Nunca quise esquiar porque soy torpón y cagueta.

Intuía que a las primeras de cambio se me cruzarían los esquís, me rompería los dos meniscos y mi nariz se destrozaría contra una roca.

Me insistieron tanto, que accedí a pasar un fin de semana en Sierra Nevada. Mi amigo David, generoso, nos hacía un hueco en su casa y me prestaba la equipación.

Hay un curso de principiante de dos horas con el que sales preparado.

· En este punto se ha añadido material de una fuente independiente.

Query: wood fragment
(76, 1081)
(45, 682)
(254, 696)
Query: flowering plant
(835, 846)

La formación comenzaba con los aspirantes en una casetilla de madera. Yo, andando como Robocop, tomé mi sitio. Conforme los monitores iban quedando libres, los llamaban, entraban en nuestro refugio y se llevaban al primero de la lista.

¡Álvaro!

Entonces aparecía Álvaro, un tipo de metro noventa con sonrisa Profidén, y se llevaba al cagado de turno. Avanzábamos los demás.

¡Fernando!

Otro tipo salido de una agencia de modelos.

Al menos la experiencia se ponía interesante. No sabía si iba a aprender, pero iba a pasar dos horas agradables para la vista.

Ya era yo el siguiente cuando llamaron a mi monitor.

¡Gregorio!

Y apareció un vejete encorvado de Valladolid.

Anda, chaval, vente conmigo.

Me caí no sé cuántas veces y sudé como no se puede sudar más en un sitio tan frío. En cuanto terminó la formación me acerqué a mi pandilla.

¿Dónde me puedo tomar una cerveza?

¿Una cerveza?

Mi historia con los esquís ha terminado aquí.